In March 2013, the U.S. Department of Justice (“DOJ”) settled the first lawsuit of its kind with a New Jersey medical school over claims that it violated the Americans with Disabilities Act (“ADA”) by excluding two Hepatitis B-positive applicants. The DOJ settlement was largely based on new guidelines issued by the Centers for Disease Control and Prevention (“CDC”) in 2012, which brought the existing 21-year-old policies in line with current medicine, and affirmed that HBV infection should not be cause for stopping or excluding providers from training or practicing in health care professions. The new CDC guidelines, in conjunction with the Justice Department settlement, have provided HBV-positive health professionals with a pair of powerful tools to combat discrimination.
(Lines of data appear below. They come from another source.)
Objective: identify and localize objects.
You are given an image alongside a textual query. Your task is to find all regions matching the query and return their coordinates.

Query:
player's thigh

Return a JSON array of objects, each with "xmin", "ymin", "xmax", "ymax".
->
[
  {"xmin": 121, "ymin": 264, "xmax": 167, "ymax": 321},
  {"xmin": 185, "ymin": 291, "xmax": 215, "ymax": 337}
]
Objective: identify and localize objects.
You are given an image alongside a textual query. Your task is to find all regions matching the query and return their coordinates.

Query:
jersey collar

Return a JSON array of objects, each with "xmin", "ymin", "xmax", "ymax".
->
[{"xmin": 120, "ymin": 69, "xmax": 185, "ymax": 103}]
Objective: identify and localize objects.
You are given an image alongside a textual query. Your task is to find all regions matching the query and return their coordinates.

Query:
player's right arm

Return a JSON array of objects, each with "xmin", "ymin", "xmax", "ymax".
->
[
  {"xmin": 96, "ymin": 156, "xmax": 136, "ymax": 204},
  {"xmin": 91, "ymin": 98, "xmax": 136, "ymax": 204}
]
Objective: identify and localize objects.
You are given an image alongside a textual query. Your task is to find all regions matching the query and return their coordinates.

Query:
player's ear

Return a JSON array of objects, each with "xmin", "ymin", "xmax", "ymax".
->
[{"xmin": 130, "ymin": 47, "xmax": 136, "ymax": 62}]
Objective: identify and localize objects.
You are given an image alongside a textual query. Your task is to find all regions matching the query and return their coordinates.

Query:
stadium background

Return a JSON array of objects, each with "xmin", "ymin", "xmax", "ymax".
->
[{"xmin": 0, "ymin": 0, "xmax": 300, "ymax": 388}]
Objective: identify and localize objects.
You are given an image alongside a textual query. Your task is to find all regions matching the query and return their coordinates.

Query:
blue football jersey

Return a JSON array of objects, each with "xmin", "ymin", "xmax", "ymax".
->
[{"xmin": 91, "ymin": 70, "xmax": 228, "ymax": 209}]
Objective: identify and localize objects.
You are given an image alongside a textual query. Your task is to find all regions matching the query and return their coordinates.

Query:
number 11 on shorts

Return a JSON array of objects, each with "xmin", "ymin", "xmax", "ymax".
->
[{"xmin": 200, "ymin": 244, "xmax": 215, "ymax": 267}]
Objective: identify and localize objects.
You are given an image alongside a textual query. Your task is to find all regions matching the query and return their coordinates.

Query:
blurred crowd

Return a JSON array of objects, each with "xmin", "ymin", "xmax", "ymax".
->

"It gives us so much more leverage. We no longer have to wring our hands," said Joan Block, executive director and co-founder of the Hepatitis B Foundation, a nonprofit in Doylestown, Pa. (See Associated Press, “FEDS: Hepatitis B No Barrier to Health Practice”, May 5, 2013.)
The updated CDC guidelines make clear that “HBV infection alone should not disqualify infected persons from the practice or study of surgery, dentistry, medicine, or allied health field”; eliminates the requirement under the old policy to prenotify patients of a healthcare provider or student’s HBV status; clarifies what constitutes “exposure prone”; and leaves students off the hook completely. Practice may only be restricted if the provider has an HBV DNA titer above a safe practice threshold (which is determined by an expert panel) and performs exposure-prone invasive procedures (which includes, but is not limited to, abdominal surgery, orthopedic surgery, obstetrics, neurosurgery, catheter-based interventions, scope-based interventions, and most dentistry).
Relying heavily on the updated guidelines, the DOJ settlement represents the first case in which the Justice Department made clear that it considered chronic HBV infection a disability and would prosecute allegations of discrimination. In so doing, the DOJ has provided health care providers who have experienced HBV-related discrimination in the community, school, or the workplace a framework under which to seek recourse.
In light of these recent developments, there are very limited circumstances that warrant restrictions on HBV infected providers. In order to avoid potential ADA claims and allegations of discrimination, hospitals, facilities and other employers should develop appropriate policies to evaluate privilege and credential such providers accordingly.